METHODS: Two datasets of ciliopathy cases, either proven or suspected, and two datasets of controls were used to evaluate the DSSs. Patient phenotypes were automatically extracted from their EHRs and converted to Human Phenotype Ontology terms. We tested the ability of the DSSs to diagnose cases in contrast to controls based on Orphanet ontology.
RESULTS: A total of 79 cases and 38 controls were selected. Performances of the DSSs on ciliopathy real world data (best DSS with area under the ROC curve = 0.72) were not as good as published performances on the test set used in the DSS development phase. None of these systems obtained results which could be described as \"expert-level\". Patients with multisystemic symptoms were generally easier to diagnose than patients with isolated symptoms. Diseases easily confused with ciliopathy generally affected multiple organs and had overlapping phenotypes. Four challenges need to be considered to improve the performances: to make the DSSs interoperable with EHR systems, to validate the performances in real-life settings, to deal with data quality, and to leverage methods and resources for rare and complex diseases.
CONCLUSIONS: Our study provides insights into the complexities of diagnosing highly heterogenous rare diseases and offers lessons derived from evaluation existing DSSs in real-world settings. These insights are not only beneficial for ciliopathy diagnosis but also hold relevance for the enhancement of DSS for various complex rare disorders, by guiding the development of more clinically relevant rare disease DSSs, that could support early diagnosis and finally make more patients eligible for treatment.
摘要:
背景:大约有8,000种不同的罕见疾病影响全球约4亿人。他们中的许多人患有延迟诊断。纤毛病是罕见的单基因疾病,其特征是具有明显的表型和遗传异质性,这对临床诊断提出了重要挑战。应用于电子健康记录(EHR)数据的诊断支持系统(DSS)可能有助于识别未确诊的患者。这对改善患者护理至关重要。我们的目标是使用来自EHR的表型评估三种在线可访问的罕见疾病DSS,以诊断纤毛病。
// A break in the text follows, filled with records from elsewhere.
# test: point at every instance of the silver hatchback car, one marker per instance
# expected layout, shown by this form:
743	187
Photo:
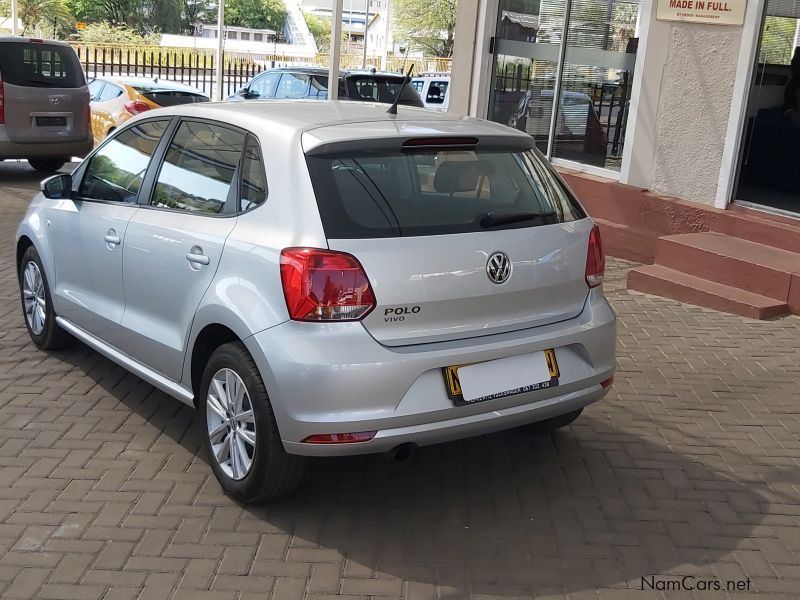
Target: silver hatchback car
325	279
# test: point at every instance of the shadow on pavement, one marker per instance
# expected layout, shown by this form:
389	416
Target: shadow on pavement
508	514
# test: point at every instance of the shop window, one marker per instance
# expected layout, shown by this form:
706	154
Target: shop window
587	57
768	174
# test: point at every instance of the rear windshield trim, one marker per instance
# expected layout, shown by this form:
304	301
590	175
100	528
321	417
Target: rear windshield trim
511	143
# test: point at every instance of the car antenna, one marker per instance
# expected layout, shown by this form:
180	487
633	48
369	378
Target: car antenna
393	108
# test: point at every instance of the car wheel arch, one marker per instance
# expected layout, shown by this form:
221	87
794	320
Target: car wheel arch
23	243
208	339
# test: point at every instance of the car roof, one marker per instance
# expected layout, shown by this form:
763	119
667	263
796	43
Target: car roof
324	71
344	119
154	83
18	39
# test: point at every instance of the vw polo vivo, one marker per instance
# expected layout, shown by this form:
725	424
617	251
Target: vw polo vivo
323	279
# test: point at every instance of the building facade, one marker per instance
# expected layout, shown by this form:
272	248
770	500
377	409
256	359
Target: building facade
685	98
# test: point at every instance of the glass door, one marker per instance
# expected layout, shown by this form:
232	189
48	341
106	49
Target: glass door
580	51
768	174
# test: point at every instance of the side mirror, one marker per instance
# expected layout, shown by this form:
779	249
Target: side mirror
57	187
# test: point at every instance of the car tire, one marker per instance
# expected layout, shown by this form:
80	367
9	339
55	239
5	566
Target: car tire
550	425
37	304
46	165
259	469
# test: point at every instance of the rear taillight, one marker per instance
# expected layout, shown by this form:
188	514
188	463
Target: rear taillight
136	106
322	285
595	259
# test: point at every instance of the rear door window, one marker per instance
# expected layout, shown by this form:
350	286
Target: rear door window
95	88
377	88
263	86
116	171
110	92
436	92
198	169
40	65
435	192
293	85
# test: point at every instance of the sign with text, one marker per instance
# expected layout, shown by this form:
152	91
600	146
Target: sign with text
725	12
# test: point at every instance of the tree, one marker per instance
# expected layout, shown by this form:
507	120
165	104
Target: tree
41	15
103	33
256	14
427	25
320	28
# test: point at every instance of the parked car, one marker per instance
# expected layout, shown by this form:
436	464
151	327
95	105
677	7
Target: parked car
311	83
44	103
434	89
324	279
117	99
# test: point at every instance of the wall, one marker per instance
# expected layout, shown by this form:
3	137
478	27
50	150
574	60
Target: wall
693	108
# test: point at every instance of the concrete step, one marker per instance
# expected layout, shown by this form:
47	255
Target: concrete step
738	263
662	281
783	234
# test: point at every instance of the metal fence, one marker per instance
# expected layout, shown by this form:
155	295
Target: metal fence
196	67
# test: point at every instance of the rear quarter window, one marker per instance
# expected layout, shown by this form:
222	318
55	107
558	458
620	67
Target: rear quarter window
435	192
40	65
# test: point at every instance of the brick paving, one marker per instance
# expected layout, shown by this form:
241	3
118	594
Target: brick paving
688	468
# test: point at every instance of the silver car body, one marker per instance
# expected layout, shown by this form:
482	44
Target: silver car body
373	375
42	117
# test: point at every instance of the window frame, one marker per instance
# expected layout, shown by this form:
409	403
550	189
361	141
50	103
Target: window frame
102	83
296	75
231	202
80	172
263	76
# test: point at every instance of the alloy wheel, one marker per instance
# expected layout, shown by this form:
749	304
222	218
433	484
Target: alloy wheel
34	300
231	423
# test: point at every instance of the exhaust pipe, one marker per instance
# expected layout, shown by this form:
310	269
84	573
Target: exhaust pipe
401	453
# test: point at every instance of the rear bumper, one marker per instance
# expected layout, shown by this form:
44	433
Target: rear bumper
337	379
50	149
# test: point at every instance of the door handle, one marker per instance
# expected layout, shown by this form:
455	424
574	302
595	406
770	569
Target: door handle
112	238
198	259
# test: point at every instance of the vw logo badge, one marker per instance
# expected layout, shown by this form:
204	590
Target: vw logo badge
498	268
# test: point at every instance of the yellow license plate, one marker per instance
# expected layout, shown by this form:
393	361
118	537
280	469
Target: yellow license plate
453	385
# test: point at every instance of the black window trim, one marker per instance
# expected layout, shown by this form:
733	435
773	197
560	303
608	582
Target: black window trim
80	172
234	193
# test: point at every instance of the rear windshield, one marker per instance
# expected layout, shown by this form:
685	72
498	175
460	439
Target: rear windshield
436	192
171	97
377	88
40	65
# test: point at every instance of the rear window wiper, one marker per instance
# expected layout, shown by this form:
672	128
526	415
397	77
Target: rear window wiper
495	219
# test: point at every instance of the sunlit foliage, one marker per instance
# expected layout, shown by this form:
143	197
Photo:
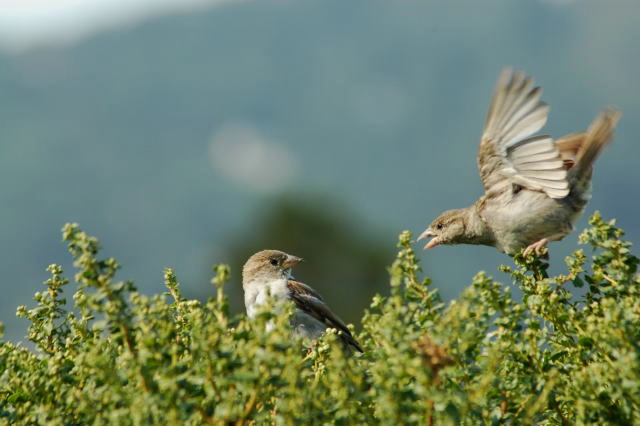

方法:两个病例数据集,证明或怀疑,并使用两个对照数据集来评估DSS。患者表型从其EHR中自动提取并转化为人类表型本体论术语。与基于Orphanet本体的控件相比,我们测试了DSS诊断病例的能力。
结果:共选择79例病例和38例对照。DSS对纤毛病现实世界数据的性能(ROC曲线下面积为0.72的最佳DSS)不如DSS开发阶段中使用的测试集上的公开性能。这些系统都没有获得可以描述为“专家级”的结果。具有多系统症状的患者通常比具有孤立症状的患者更容易诊断。容易与纤毛病混淆的疾病通常会影响多个器官,并且表型重叠。需要考虑四个挑战来提高性能:使DSS与EHR系统互操作,为了验证现实生活中的表现,为了处理数据质量,并利用方法和资源来治疗罕见和复杂的疾病。
结论:我们的研究提供了诊断高度异质性罕见疾病的复杂性的见解,并提供了在现实世界中评估现有DSS的经验教训。这些见解不仅有利于纤毛病的诊断,而且与增强DSS治疗各种复杂罕见疾病有关。通过指导更多临床相关的罕见疾病DSS的开发,这可以支持早期诊断,最终使更多的患者有资格接受治疗。
方法:两个病例数据集,证明或怀疑,并使用两个对照数据集来评估DSS。患者表型从其EHR中自动提取并转化为人类表型本体论术语。与基于Orphanet本体的控件相比,我们测试了DSS诊断病例的能力。
结果:共选择79例病例和38例对照。DSS对纤毛病现实世界数据的性能(ROC曲线下面积为0.72的最佳DSS)不如DSS开发阶段中使用的测试集上的公开性能。这些系统都没有获得可以描述为“专家级”的结果。具有多系统症状的患者通常比具有孤立症状的患者更容易诊断。容易与纤毛病混淆的疾病通常会影响多个器官,并且表型重叠。需要考虑四个挑战来提高性能:使DSS与EHR系统互操作,为了验证现实生活中的表现,为了处理数据质量,并利用方法和资源来治疗罕见和复杂的疾病。
结论:我们的研究提供了诊断高度异质性罕见疾病的复杂性的见解,并提供了在现实世界中评估现有DSS的经验教训。这些见解不仅有利于纤毛病的诊断,而且与增强DSS治疗各种复杂罕见疾病有关。通过指导更多临床相关的罕见疾病DSS的开发,这可以支持早期诊断,最终使更多的患者有资格接受治疗。